A new bipartisan bill, the American Security Robotics Act, wants to block US government purchases of Chinese ground robots. Humanoids, robot dogs, crawlers. The same tech-sovereignty playbook that already hit drones, semiconductors and security cameras is now being pointed at robotics. Ground robots are already deployed across factories, warehouses and public infrastructure, so this would touch a lot of real systems.

I’m honestly neutral on the policy itself. There’s a reasonable national security argument, and there’s an equally reasonable concern that this just slows US adoption while China keeps shipping. What I find more interesting is the supply chain reality underneath it. American robot makers would love to lose Chinese competitors at their market level.
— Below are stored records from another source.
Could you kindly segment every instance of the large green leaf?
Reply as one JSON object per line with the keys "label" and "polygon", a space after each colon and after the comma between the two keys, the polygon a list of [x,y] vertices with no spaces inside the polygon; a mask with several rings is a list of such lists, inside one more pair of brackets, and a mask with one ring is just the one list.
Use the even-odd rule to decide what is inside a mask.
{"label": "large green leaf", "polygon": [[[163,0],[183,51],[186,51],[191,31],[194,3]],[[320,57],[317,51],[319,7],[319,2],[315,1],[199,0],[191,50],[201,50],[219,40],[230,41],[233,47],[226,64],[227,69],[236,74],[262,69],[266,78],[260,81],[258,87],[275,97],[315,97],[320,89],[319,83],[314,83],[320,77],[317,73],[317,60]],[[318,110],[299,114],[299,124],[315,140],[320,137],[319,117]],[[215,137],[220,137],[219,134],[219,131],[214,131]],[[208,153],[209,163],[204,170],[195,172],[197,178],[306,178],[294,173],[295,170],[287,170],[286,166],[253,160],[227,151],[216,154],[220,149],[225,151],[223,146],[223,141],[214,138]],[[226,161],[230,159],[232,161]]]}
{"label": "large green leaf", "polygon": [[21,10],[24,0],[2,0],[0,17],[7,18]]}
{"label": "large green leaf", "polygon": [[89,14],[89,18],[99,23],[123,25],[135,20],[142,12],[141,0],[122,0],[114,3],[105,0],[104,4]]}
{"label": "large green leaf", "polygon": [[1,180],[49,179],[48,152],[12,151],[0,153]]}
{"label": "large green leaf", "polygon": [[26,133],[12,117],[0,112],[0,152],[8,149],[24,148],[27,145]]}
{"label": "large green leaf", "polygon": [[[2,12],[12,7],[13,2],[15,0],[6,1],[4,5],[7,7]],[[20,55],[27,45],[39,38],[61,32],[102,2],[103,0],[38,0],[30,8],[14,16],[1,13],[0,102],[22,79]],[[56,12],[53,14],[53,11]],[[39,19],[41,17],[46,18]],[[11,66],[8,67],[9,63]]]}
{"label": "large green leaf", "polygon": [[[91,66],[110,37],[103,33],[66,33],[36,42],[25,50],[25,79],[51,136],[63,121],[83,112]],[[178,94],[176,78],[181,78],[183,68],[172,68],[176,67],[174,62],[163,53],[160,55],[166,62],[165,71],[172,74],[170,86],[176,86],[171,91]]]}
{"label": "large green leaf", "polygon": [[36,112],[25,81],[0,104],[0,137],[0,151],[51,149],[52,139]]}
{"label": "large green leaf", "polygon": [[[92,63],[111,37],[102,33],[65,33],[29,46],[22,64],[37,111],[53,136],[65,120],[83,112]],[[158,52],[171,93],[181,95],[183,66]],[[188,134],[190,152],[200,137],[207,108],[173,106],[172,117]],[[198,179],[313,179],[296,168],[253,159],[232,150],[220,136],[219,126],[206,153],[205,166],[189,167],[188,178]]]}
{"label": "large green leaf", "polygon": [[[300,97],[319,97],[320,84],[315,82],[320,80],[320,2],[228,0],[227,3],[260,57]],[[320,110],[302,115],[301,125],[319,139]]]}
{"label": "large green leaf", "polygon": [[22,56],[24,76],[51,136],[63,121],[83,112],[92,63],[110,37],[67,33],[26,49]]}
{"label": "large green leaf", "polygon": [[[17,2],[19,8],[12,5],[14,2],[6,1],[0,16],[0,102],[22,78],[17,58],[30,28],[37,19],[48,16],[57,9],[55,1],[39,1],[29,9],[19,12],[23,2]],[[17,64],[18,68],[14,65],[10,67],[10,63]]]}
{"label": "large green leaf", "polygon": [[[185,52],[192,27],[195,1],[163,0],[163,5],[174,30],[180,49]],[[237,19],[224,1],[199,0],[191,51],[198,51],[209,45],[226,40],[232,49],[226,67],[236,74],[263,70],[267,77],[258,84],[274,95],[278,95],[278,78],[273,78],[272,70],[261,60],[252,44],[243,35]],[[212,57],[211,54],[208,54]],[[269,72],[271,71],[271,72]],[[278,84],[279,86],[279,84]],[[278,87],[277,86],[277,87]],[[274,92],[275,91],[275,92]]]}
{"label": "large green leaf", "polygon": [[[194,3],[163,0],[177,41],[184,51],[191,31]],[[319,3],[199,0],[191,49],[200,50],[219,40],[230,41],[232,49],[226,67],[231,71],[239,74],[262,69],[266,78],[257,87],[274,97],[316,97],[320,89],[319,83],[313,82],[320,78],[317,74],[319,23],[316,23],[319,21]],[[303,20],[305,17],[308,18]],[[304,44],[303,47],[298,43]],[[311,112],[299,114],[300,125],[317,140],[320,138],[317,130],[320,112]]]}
But a lot of them still rely on Chinese-made parts to build the robots they ship today.

That’s the part that always gets glossed over in these announcements. You can ban the finished product, but the components, motors, sensors, batteries, gearboxes, often come from the same place. The drone ban had this exact tension. Korea and Japan can backfill some of it for robotics, which makes the transition more workable than drones, but it’s not free and it’s not fast.

If this bill passes, the next 12 to 24 months will be a stress test of how quickly the US can rebuild a robotics supply chain that doesn’t pass through China. I don’t have a strong prediction on whether they pull it off. But the gap between writing a ban and actually being independent is wider than most policymakers seem to think.